Why isn't that the default, if this resolver can do it?
Because DNSSEC is a disaster area and if you try and use it on random networks you're going to get failed lookups on a reasonable number - it's fine if you're on a known network with decent upstream servers but once you start going out and using random WiFi hotspots and things it's a very different story.
And that's why DNS-Over-TLS (DoT) and DNS-over-HTTPS (DoH) are now being deployed. And why browsers are, contrary to Michael Catanzaro's wrong claim, overriding the system DNS already. See Mozilla's TRR program https://wiki.mozilla.org/Trusted_Recursive_Resolver and Google's chrome https://www.chromium.org/developers/dns-over-https
There have been very vocal discussion at the IETF of browsers vendors vs enterprise vendors on how good/bad DNS reconfigurations are. Some discovery methods, and a protocol for Adaptive DNS by Apple have been discussed at the IETF ADD working https://datatracker.ietf.org/wg/add/documents/
The real solution to the requirement for following spoofed DNS answers to login to captive portals is to have a container with the "uplink" and a sandboxed browser inside it handling the captive portal. Once the captive portal part is done, you either use the network's DNS server, or the user provided one.
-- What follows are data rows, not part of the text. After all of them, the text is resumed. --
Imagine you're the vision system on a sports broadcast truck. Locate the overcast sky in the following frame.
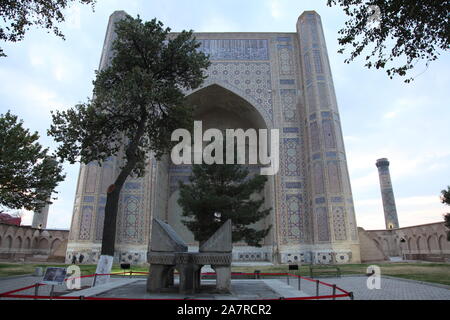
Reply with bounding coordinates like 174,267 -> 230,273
0,0 -> 450,229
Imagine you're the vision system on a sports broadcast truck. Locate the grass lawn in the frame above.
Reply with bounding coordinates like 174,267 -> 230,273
0,263 -> 450,286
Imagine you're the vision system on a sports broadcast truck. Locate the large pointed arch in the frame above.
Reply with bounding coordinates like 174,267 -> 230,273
187,80 -> 273,129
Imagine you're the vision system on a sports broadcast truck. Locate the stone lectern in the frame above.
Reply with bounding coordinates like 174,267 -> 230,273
147,219 -> 233,293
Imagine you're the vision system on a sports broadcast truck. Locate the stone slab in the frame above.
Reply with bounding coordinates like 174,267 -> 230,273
199,219 -> 233,252
150,218 -> 188,252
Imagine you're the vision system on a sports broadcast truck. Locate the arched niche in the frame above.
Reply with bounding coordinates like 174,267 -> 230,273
167,84 -> 275,244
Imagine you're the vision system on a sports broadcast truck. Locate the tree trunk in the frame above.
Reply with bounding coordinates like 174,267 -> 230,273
95,109 -> 147,284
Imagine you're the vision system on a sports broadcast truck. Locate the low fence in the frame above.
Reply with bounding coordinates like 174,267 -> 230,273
0,271 -> 354,300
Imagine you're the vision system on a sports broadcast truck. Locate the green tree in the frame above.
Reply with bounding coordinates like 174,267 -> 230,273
327,0 -> 450,83
178,163 -> 271,247
441,186 -> 450,241
49,16 -> 209,272
0,111 -> 65,211
0,0 -> 96,57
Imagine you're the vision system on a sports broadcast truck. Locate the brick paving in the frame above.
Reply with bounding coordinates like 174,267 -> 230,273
0,276 -> 450,300
290,276 -> 450,300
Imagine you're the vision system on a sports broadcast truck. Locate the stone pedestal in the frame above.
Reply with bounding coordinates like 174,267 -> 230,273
147,219 -> 232,294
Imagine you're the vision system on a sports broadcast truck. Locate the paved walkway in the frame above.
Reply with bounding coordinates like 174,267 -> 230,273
0,276 -> 126,299
0,276 -> 450,300
291,276 -> 450,300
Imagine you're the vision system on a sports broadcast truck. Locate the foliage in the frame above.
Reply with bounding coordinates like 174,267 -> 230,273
328,0 -> 450,83
441,186 -> 450,241
0,111 -> 65,211
178,163 -> 271,247
0,0 -> 96,57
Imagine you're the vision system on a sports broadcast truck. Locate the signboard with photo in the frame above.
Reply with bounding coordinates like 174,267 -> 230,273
42,267 -> 67,285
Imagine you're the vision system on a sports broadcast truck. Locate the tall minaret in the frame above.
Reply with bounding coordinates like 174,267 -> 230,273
376,158 -> 399,229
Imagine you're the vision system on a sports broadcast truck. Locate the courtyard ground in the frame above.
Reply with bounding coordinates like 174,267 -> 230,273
0,261 -> 450,286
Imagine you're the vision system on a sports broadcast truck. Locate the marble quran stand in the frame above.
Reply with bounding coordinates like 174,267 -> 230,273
147,219 -> 233,293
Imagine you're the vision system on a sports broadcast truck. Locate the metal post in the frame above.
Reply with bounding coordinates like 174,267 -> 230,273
34,282 -> 39,300
316,280 -> 320,297
50,285 -> 55,300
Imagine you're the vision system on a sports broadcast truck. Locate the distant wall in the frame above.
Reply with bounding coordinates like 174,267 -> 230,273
358,222 -> 450,262
0,223 -> 69,262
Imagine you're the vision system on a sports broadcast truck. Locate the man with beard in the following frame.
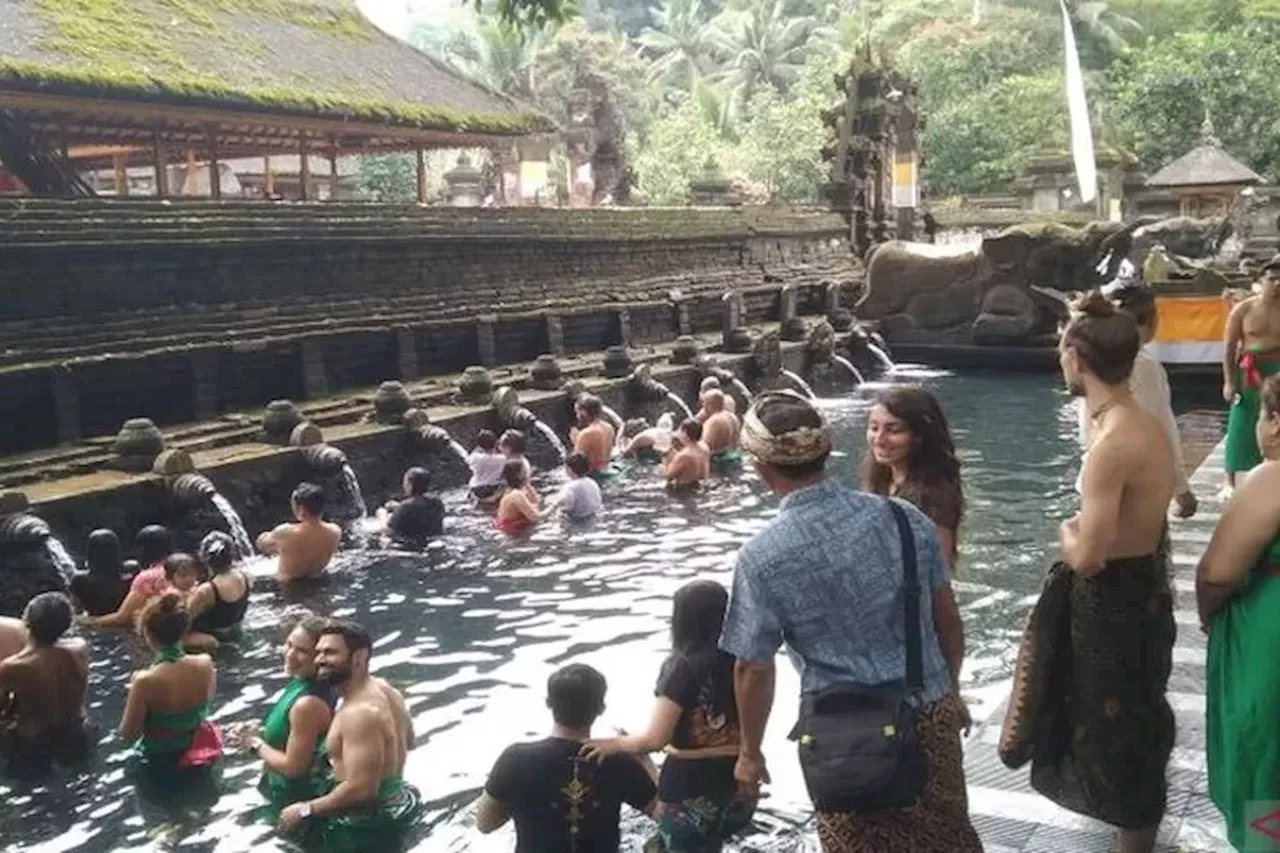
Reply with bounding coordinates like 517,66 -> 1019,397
280,620 -> 419,853
1024,292 -> 1175,853
573,394 -> 614,480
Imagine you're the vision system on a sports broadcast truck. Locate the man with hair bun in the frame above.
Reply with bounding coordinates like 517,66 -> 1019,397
1018,291 -> 1176,853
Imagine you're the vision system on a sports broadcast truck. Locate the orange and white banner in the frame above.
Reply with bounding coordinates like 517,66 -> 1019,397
1147,296 -> 1231,364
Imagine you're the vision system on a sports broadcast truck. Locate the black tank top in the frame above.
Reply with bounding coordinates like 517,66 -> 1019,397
191,570 -> 250,634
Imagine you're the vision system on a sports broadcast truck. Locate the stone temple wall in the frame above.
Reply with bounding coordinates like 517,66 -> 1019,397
0,200 -> 861,455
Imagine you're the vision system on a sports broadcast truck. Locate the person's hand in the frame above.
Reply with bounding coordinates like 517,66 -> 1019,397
278,803 -> 302,833
577,738 -> 622,763
733,753 -> 769,797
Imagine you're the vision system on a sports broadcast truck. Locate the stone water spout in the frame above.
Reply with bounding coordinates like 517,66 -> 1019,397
0,492 -> 76,616
300,444 -> 367,524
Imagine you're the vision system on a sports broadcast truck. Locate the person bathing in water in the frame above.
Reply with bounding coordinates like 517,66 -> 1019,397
279,620 -> 419,853
257,483 -> 342,581
662,419 -> 712,489
1222,256 -> 1280,491
703,388 -> 742,471
573,394 -> 616,480
0,593 -> 91,777
494,459 -> 543,535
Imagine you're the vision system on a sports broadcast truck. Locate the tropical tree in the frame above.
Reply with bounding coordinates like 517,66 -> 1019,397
636,0 -> 728,92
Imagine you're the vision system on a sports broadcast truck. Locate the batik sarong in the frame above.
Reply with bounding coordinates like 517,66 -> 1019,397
818,694 -> 983,853
1024,555 -> 1175,829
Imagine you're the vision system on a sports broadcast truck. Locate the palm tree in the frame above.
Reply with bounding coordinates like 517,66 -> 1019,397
636,0 -> 726,92
721,0 -> 835,101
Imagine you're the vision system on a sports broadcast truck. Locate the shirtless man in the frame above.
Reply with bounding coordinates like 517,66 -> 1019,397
280,620 -> 417,852
257,483 -> 342,581
1033,292 -> 1175,853
662,419 -> 712,488
0,592 -> 90,775
573,394 -> 614,476
703,388 -> 742,465
1222,256 -> 1280,492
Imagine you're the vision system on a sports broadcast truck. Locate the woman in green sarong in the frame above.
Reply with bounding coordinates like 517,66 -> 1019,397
236,613 -> 335,824
120,592 -> 223,807
1196,377 -> 1280,849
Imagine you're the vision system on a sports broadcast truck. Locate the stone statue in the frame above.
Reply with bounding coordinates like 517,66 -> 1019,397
858,223 -> 1138,346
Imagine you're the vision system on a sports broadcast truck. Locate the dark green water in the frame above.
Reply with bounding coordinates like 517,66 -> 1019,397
0,370 -> 1100,853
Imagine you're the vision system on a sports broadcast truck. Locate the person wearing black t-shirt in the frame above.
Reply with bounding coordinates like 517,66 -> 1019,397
387,467 -> 444,544
476,663 -> 657,853
582,580 -> 755,853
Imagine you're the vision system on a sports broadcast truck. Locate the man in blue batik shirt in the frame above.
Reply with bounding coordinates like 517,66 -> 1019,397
721,392 -> 982,853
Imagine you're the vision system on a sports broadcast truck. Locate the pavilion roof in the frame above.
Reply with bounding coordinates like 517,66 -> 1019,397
0,0 -> 556,145
1147,138 -> 1262,187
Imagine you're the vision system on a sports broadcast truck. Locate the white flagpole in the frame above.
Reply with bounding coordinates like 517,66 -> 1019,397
1059,0 -> 1098,204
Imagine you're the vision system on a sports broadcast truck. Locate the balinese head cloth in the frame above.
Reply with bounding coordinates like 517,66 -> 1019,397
742,391 -> 833,465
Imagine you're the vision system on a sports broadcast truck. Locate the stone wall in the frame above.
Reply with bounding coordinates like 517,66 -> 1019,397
0,200 -> 860,455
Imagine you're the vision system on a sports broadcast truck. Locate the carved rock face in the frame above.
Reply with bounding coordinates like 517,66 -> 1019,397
458,368 -> 493,405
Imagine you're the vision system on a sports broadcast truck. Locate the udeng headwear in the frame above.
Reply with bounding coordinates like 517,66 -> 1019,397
742,391 -> 833,465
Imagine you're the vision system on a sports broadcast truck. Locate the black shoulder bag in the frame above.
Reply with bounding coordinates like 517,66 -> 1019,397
791,501 -> 928,812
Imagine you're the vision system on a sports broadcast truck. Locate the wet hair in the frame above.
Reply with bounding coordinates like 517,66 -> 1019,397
289,483 -> 324,516
1111,284 -> 1156,328
755,394 -> 829,480
141,590 -> 191,646
502,459 -> 529,489
164,551 -> 200,580
133,524 -> 173,566
316,619 -> 374,654
498,429 -> 527,456
23,592 -> 72,646
863,386 -> 964,529
568,453 -> 591,476
1262,374 -> 1280,418
575,394 -> 604,418
84,528 -> 123,578
1062,291 -> 1142,386
404,466 -> 431,497
198,530 -> 236,575
547,663 -> 609,729
476,429 -> 498,453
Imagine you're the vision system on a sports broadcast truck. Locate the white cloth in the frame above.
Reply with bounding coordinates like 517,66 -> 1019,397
1075,350 -> 1192,494
467,450 -> 507,489
556,476 -> 604,521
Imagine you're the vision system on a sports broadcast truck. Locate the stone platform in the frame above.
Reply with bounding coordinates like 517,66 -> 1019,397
965,443 -> 1231,853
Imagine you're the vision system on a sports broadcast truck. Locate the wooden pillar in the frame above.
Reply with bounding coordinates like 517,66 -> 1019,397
417,149 -> 426,205
205,124 -> 223,201
151,129 -> 169,199
329,137 -> 338,201
298,136 -> 311,201
111,154 -> 129,199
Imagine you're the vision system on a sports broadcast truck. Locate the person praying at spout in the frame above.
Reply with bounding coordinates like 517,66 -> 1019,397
573,394 -> 614,480
257,483 -> 342,581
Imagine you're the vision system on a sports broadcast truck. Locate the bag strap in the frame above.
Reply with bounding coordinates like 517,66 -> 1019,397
887,498 -> 924,690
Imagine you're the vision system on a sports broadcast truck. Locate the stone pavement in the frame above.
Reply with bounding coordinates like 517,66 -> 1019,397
965,444 -> 1231,853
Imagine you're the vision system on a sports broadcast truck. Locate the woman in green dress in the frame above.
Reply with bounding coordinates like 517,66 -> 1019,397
236,613 -> 335,824
1196,377 -> 1280,849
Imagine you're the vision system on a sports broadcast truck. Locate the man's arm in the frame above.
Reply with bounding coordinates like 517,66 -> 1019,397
1196,464 -> 1280,628
1061,446 -> 1129,578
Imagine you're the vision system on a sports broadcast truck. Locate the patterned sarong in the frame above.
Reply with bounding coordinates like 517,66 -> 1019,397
818,694 -> 982,853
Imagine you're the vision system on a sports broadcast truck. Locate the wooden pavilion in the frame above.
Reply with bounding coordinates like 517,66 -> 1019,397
0,0 -> 556,199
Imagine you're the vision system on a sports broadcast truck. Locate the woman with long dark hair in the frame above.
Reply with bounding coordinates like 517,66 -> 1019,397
582,580 -> 755,853
863,386 -> 964,571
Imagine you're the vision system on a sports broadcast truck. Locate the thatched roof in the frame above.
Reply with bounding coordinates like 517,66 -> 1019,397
1147,138 -> 1262,187
0,0 -> 554,136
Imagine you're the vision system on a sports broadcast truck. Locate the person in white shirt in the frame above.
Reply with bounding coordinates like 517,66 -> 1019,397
1076,284 -> 1198,519
467,429 -> 507,503
548,453 -> 604,521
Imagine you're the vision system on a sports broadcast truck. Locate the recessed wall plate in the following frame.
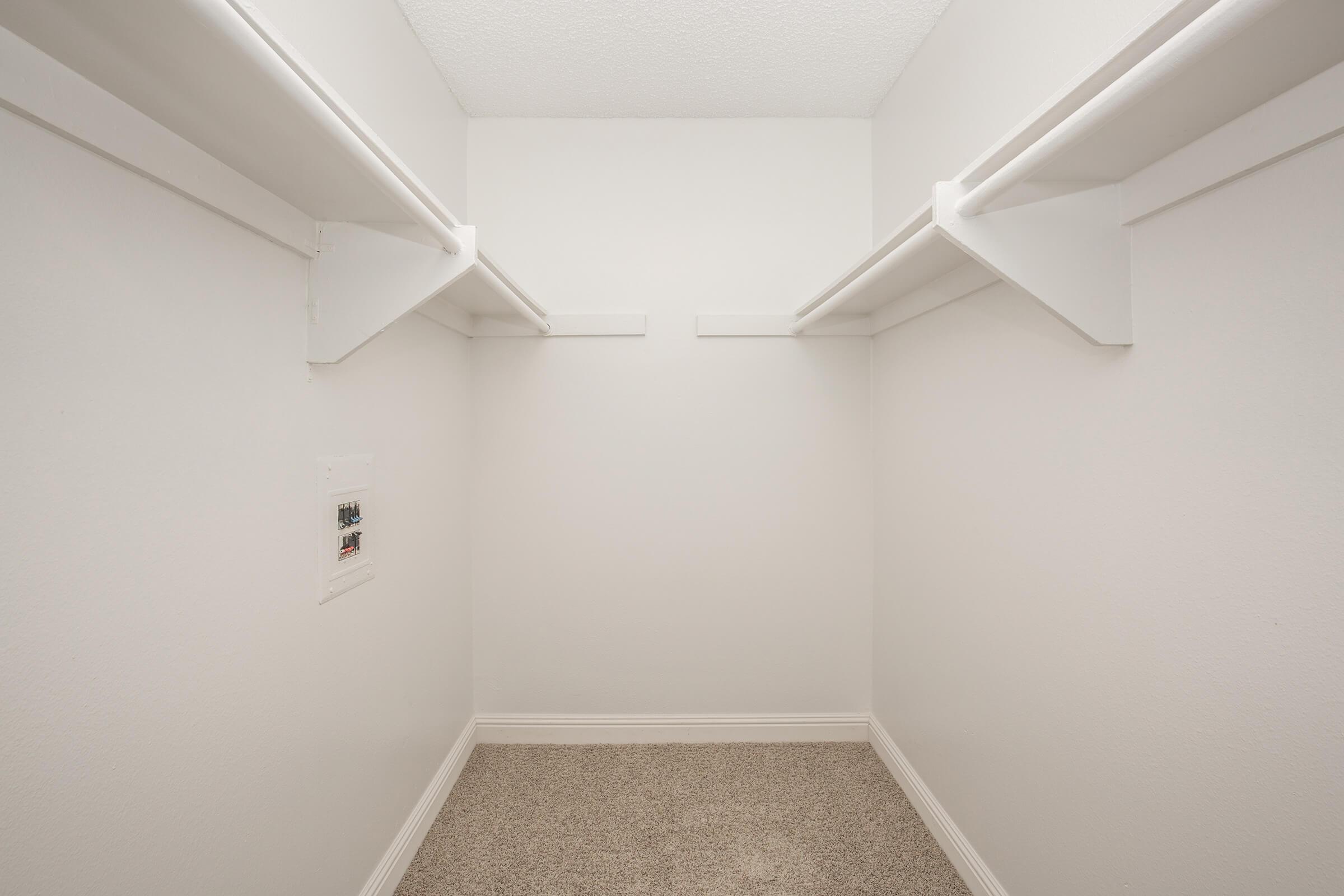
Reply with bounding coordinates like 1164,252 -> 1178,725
317,454 -> 377,603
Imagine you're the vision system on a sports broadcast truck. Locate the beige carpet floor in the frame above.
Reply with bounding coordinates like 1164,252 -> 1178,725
396,743 -> 969,896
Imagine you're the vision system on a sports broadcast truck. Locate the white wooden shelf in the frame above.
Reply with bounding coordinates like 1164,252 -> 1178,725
720,0 -> 1344,345
0,0 -> 645,363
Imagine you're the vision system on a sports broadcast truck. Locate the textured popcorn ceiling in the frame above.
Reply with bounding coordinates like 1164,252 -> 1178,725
399,0 -> 949,118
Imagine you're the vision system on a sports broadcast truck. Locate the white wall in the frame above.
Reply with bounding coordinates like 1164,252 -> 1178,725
256,0 -> 470,223
470,118 -> 872,713
874,12 -> 1344,896
872,0 -> 1160,242
0,100 -> 472,896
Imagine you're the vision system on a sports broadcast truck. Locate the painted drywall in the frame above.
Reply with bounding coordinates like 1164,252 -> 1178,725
872,0 -> 1160,235
470,119 -> 872,713
0,103 -> 472,896
399,0 -> 948,118
256,0 -> 470,223
874,95 -> 1344,896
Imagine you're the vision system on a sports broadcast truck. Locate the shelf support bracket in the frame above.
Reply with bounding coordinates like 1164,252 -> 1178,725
933,181 -> 1135,345
308,222 -> 476,364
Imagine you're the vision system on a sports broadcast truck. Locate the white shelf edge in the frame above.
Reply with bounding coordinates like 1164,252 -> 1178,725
953,0 -> 1217,183
794,199 -> 933,317
465,314 -> 648,338
870,265 -> 998,336
695,314 -> 870,337
1119,62 -> 1344,225
0,28 -> 317,258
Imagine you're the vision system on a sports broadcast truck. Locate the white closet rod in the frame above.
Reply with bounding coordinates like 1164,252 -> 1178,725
957,0 -> 1284,218
196,0 -> 463,253
476,268 -> 551,334
789,225 -> 937,334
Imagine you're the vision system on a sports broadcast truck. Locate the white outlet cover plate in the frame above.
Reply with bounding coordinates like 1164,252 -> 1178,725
317,454 -> 377,603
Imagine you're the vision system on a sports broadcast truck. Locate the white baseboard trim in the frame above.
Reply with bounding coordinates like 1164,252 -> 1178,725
476,713 -> 868,744
359,718 -> 476,896
359,713 -> 1008,896
868,716 -> 1008,896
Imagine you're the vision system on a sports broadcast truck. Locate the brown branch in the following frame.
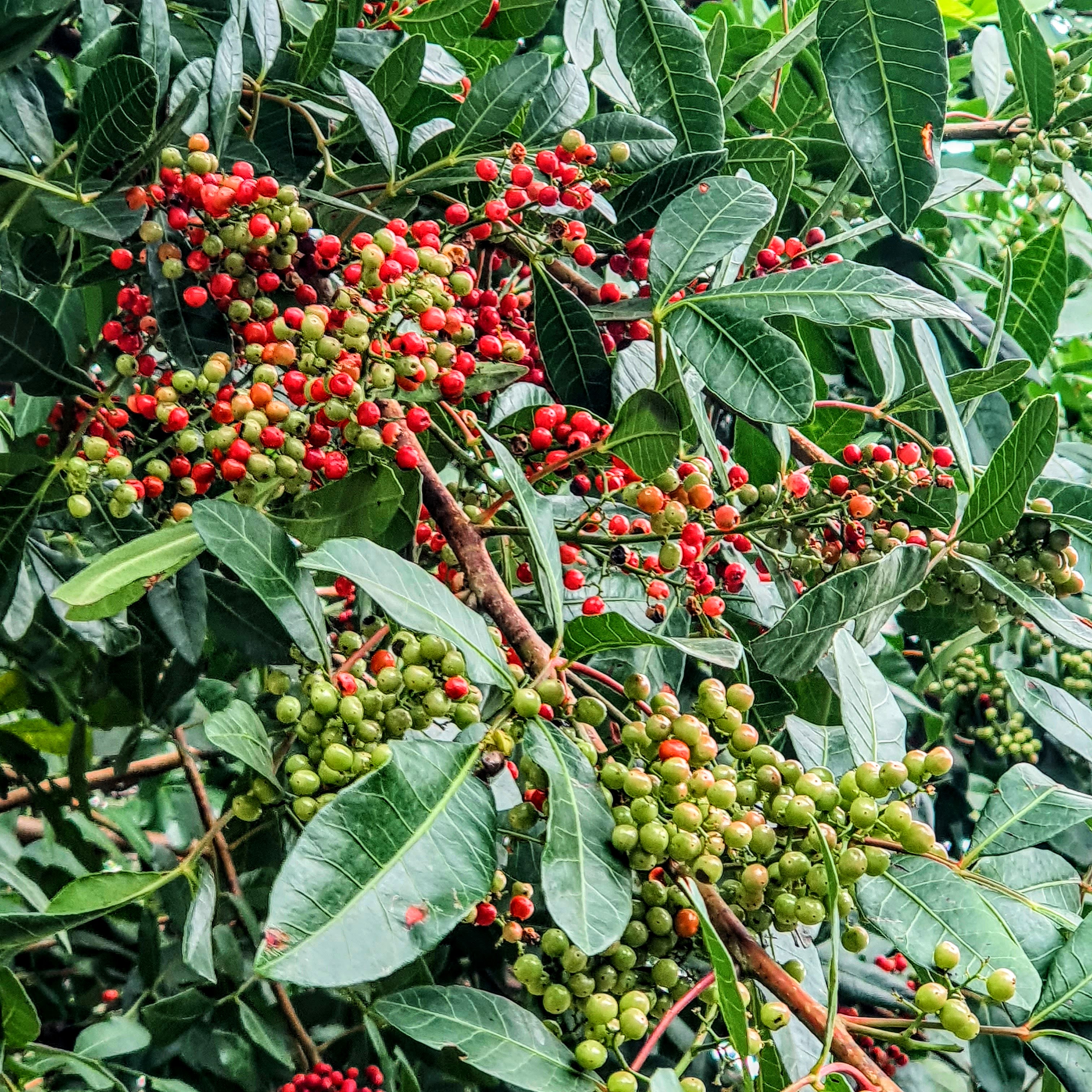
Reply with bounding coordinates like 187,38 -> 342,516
380,401 -> 550,675
698,883 -> 901,1092
168,727 -> 321,1066
0,755 -> 199,811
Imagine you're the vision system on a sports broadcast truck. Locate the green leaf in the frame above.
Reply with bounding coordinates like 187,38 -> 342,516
997,0 -> 1054,129
816,0 -> 948,231
247,0 -> 282,80
0,291 -> 90,398
182,858 -> 216,984
523,720 -> 632,956
604,390 -> 681,480
891,359 -> 1029,413
255,737 -> 496,986
986,224 -> 1069,366
368,34 -> 427,118
564,610 -> 742,670
785,716 -> 860,777
911,319 -> 974,486
856,854 -> 1041,1011
520,62 -> 589,146
454,51 -> 550,152
271,464 -> 403,547
138,0 -> 170,98
531,263 -> 610,417
686,262 -> 966,326
666,296 -> 815,425
751,546 -> 930,679
616,0 -> 724,154
580,110 -> 676,174
960,557 -> 1092,649
482,430 -> 564,637
0,966 -> 42,1050
833,628 -> 906,763
959,394 -> 1058,543
649,178 -> 777,307
399,0 -> 490,46
193,500 -> 330,663
1004,668 -> 1092,761
721,10 -> 816,117
668,876 -> 750,1057
374,986 -> 595,1092
75,57 -> 160,182
53,523 -> 204,617
963,762 -> 1092,865
300,538 -> 512,690
203,699 -> 276,781
1028,918 -> 1092,1028
296,2 -> 337,85
75,1015 -> 152,1058
616,148 -> 724,239
339,71 -> 399,181
209,15 -> 242,156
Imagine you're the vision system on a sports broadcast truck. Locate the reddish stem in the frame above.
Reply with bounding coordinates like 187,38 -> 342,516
630,971 -> 716,1074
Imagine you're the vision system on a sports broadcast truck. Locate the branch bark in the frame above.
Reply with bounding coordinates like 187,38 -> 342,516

And maybe change it based on testing the given DNS server in some way, using one of the ADD IETF protocols. And only then mark the network as "up" to all other applications. Or if the user prefers, only use the local DNS for portal authentication and once there is a clean internet link, use DoH or DoT to a known truted (non-coffeeshop) DNS server.
What we do not need is systemd-resolved making up its own incompatible and unsuspected protocols.